Blayney recommends that even older borrowers who take on a 30-year mortgage take steps to pay off the loan or lower the monthly payment significantly by the time they retire.

That could mean making extra payments during the early years of the loan, or putting up more than the minimum down payment so the borrower is financing a smaller amount. A 15-year mortgage, which typically translates into lower interest, but higher monthly payments, is another route to a quicker loan payoff.

LOOK INTO FIRST-TIME BUYER ASSISTANCE

One of the biggest obstacles to homeownership is coming up with a down payment to qualify for a loan.

Federal and state housing agencies offer assistance for first-time homebuyers, including in many cases former homeowners who haven't owned a home for at least three years. You can find a list of some programs by state at www.hud.gov .

Remember though, while some loan programs allow homebuyers to make a down payment of as little as 3.5 percent of the purchase price, experts say you'll need to save enough for at least a 20 percent down payment in order to get the lowest interest rate and avoid having to pay private mortgage insurance, or PMI.
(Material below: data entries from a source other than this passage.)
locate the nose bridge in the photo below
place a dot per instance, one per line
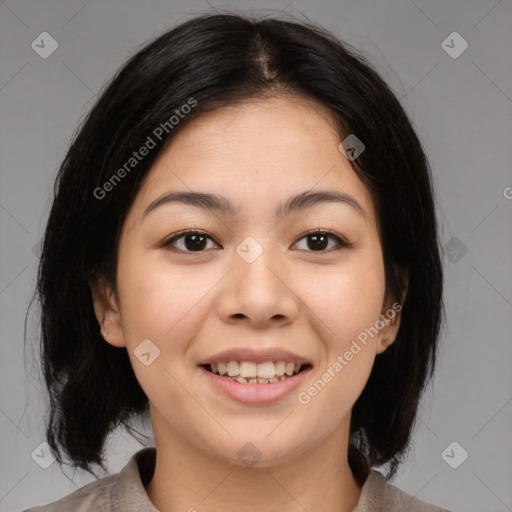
(259, 266)
(257, 287)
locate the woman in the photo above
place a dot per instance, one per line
(243, 244)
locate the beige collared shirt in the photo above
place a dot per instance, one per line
(125, 492)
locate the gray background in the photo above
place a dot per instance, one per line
(462, 110)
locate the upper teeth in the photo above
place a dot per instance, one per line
(266, 370)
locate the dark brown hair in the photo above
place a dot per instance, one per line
(219, 60)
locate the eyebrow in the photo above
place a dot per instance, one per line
(222, 204)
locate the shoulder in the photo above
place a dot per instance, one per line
(123, 491)
(94, 496)
(378, 495)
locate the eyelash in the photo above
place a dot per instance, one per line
(341, 242)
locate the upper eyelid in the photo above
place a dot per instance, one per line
(341, 239)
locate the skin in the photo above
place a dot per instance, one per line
(194, 304)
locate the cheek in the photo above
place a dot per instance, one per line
(347, 299)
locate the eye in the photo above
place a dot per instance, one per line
(193, 241)
(319, 240)
(196, 241)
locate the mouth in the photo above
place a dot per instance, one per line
(247, 372)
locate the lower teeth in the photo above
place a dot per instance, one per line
(243, 380)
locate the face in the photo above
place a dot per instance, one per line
(247, 278)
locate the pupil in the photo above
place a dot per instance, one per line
(198, 242)
(318, 238)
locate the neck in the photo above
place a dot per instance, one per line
(189, 479)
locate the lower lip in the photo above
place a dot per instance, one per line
(255, 394)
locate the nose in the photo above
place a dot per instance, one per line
(259, 294)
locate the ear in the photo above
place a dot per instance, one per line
(106, 309)
(391, 315)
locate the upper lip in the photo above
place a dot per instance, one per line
(257, 356)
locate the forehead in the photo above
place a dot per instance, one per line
(257, 153)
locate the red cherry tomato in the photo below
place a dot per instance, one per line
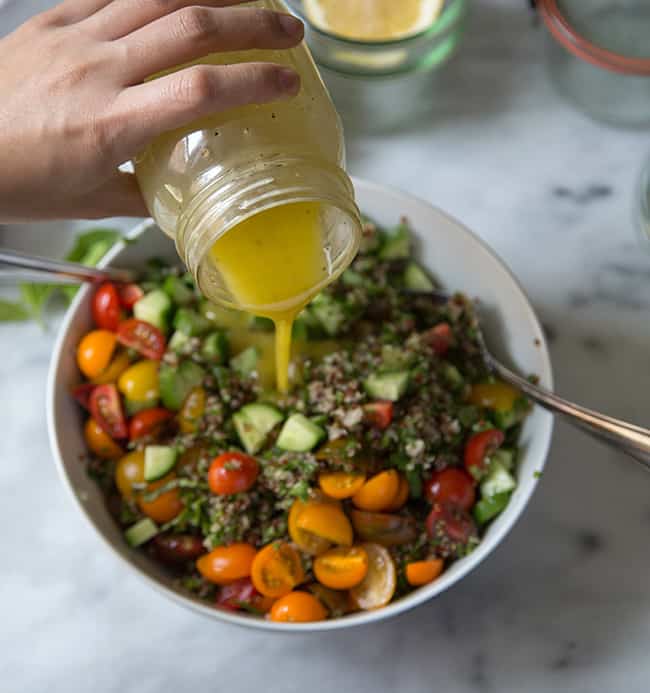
(148, 422)
(439, 338)
(129, 294)
(82, 394)
(106, 408)
(449, 524)
(451, 486)
(232, 472)
(107, 311)
(479, 447)
(143, 337)
(379, 414)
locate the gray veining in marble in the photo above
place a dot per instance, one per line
(564, 603)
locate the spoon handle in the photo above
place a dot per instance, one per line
(57, 269)
(631, 439)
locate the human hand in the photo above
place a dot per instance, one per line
(74, 105)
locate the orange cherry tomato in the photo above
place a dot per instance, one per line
(226, 564)
(232, 472)
(95, 351)
(99, 442)
(129, 472)
(378, 492)
(164, 507)
(423, 572)
(298, 607)
(276, 570)
(340, 485)
(341, 568)
(401, 496)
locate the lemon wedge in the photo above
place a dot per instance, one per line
(373, 20)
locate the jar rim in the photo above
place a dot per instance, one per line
(583, 48)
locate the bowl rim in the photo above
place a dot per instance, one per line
(415, 598)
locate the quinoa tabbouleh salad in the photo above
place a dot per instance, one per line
(391, 453)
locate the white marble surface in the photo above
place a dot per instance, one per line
(564, 603)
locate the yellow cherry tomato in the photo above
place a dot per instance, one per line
(95, 351)
(340, 485)
(378, 492)
(139, 383)
(497, 396)
(114, 369)
(129, 472)
(298, 607)
(99, 442)
(341, 568)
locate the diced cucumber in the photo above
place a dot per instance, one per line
(191, 323)
(498, 480)
(416, 279)
(158, 461)
(254, 422)
(329, 313)
(179, 292)
(488, 508)
(390, 386)
(177, 381)
(154, 308)
(397, 245)
(215, 347)
(178, 341)
(245, 362)
(141, 532)
(299, 434)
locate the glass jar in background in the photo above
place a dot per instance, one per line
(599, 56)
(383, 85)
(224, 170)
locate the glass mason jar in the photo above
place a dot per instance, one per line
(202, 180)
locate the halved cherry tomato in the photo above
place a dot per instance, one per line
(148, 422)
(143, 337)
(479, 447)
(129, 473)
(423, 572)
(106, 307)
(383, 528)
(298, 607)
(378, 587)
(498, 396)
(378, 414)
(100, 442)
(164, 507)
(449, 523)
(378, 492)
(342, 567)
(401, 497)
(227, 563)
(129, 295)
(177, 548)
(451, 486)
(95, 351)
(119, 363)
(232, 472)
(439, 338)
(106, 408)
(276, 570)
(340, 485)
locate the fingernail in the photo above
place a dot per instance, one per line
(290, 25)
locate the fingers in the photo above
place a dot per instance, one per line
(164, 104)
(120, 17)
(194, 32)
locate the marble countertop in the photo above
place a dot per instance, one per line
(564, 603)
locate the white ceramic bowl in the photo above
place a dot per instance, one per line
(457, 257)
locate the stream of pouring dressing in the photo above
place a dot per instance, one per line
(273, 264)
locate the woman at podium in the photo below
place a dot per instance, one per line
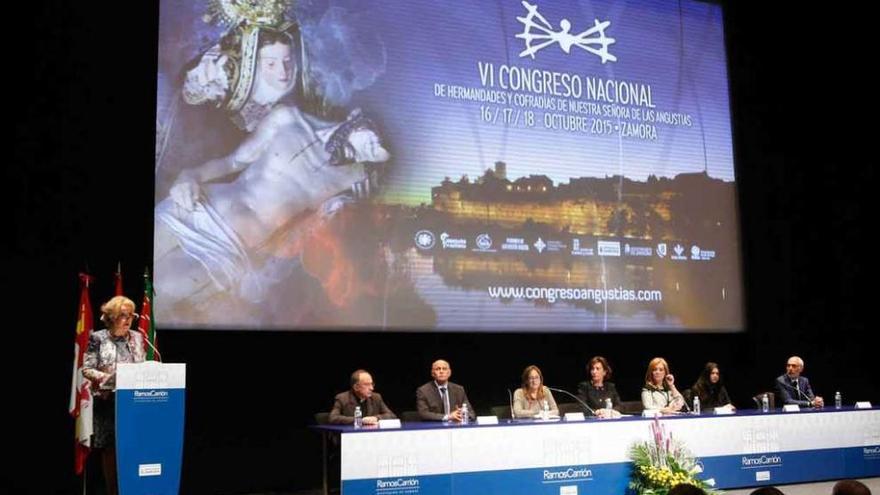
(117, 343)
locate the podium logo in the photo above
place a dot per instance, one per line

And they can come with hefty fees and restrictions.

ASK YOURSELF IF THIS IS THE RIGHT TIME TO BUY?

You may want to own a home, but are you financially ready to take on the financial commitment that comes with a home loan?

Experts recommend borrowers consider the implications of buying a home in their later years, as well as taking on a large loan

"This isn't the situation where if you happen to time your purchase incorrectly when you're 25 and you buy at the top of the market, you still have most of your life left to recover financially," says Rick Sharga, executive vice president at home auction site Auction.com.

CONSULT WITH A FINANCIAL PLANNER

Buying a home in midlife or beyond has direct implications on retirement.

Homeownership can bring stability to one's monthly housing costs, versus rental housing, as well as tax benefits, but it also carries with it a trove of costs, including property taxes, insurance and maintenance.

A good way to evaluate all the ways buying a home, whether in cash or through financing, will affect one's retirement finances is to enlist a financial planner to go over one's retirement goals.

"You have to sharpen your pencil, sit down and do all the math," Blayney says. "There's no one answer."